Indeed, the whole multi-access edge computing (MEC) concept, trendy five years ago, has seen a resurgence. Fatih Nar, a chief technologist and architect at Red Hat, says: “Before this AI storm, there was this MEC wave – aimed at low-latency edge apps – which never materialized. But the edge is in place because telcos have fiber-to-the-home and -curb, and street boxes with memory storage. So they already went this way with disaggregated cloud RAN. MEC was happening even without an app to justify it.”
Increasingly, this is where the story is – about how to support AI, as much as how to use it. Douglas, recently back from MWC (at writing), reflects: “Until Barcelona, I’d have said it was mostly about using AI. And there are lots of use cases, which show tangible value; quite pragmatic, quite optimistic. But that has changed – to how they are supporting it. There is clear behind-the-scenes activity – about monetizing physical assets, both MEC and networks.”
For its part, Verizon is happy to show its hand, and discuss how it wants to pitch into this gold rush on AI infrastructure – as an explanation of its third “bucket” of AI interests, referenced earlier. Steve Szabo, vice president for technology enablement at Verizon Business, explains: “Everyone is doing things in this space, but everyone knows they can’t do everything. So the question is: how does everybody work together without stepping on each other’s toes?”
Which is the subtext, here – that everyone is “encroaching on everyone else’s revenue streams” he says. “Which just drags out our ability to quickly-deliver what the market wants,” he adds. He highlights Verizon’s work to draw lines and collaborate on common goals – to rent data center assets to deploy AI hardware, optimize its backhaul to deliver AI traffic, and offer network management products to design, connect, and control AI workloads.
Google Cloud and Meta are taking network capacity from Verizon Business for AI workloads. The company claims a $1 billion sales funnel for its new AI Connect enterprises offerings. It has just signed with cloud hosting firm Vultr, which will expand its GPU-as-a-service offer via at least one Verizon data center, and “hook directly” into its fiber network. “We will power everything on the backend to get it to the co/los, cloud sites, edges,” says Szabo.
He adds: “We bring a lot to the table: our assets and land; our space, power, and cooling; our networks. We have a ton of traction; our funnel is big in [shared and dedicated] fiber – just to transport these AI workloads. The requests are coming our way… [and] the strategy is very clear: they handle the GPU-level stuff and we get them to where they need to go – and to use more network services as our network programmability advances.”
In short, Verizon is not interested in building the core infrastructure, but sees itself as the “hub and highway” beyond these central AI engine rooms – and has the proof, as well, if its order book is to be believed. As its transport networks become more software-defined (programmable) – mostly across its fiber backbone, but extending to parts of its 5G network – it will be able to instantly adjust bandwidth and routing across edge, metro, and long-haul routes.

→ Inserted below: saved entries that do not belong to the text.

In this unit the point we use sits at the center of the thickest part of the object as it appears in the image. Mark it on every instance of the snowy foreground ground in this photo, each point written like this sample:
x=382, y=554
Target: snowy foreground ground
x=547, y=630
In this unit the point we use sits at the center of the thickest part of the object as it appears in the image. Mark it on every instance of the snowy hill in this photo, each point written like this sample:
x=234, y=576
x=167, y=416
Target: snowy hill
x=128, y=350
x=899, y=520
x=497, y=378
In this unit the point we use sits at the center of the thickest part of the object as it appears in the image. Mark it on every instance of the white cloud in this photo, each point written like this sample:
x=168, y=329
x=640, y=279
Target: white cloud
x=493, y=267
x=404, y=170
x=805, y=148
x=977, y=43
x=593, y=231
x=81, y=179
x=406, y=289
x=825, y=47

This will help the ecosystem to meet spikes in AI demand. As per its “bucket two” discussion earlier, Verizon will afford infrastructure partners and enterprise customers the same privileges in its “low-touch AI management products” – so they can “go from 1Gbps to 10Gbps, to 100Gbps” directly, without picking up the phone to Verizon, and “build the pipes in real time to wherever they want”. Programmable 5G will be layered in as well, over time.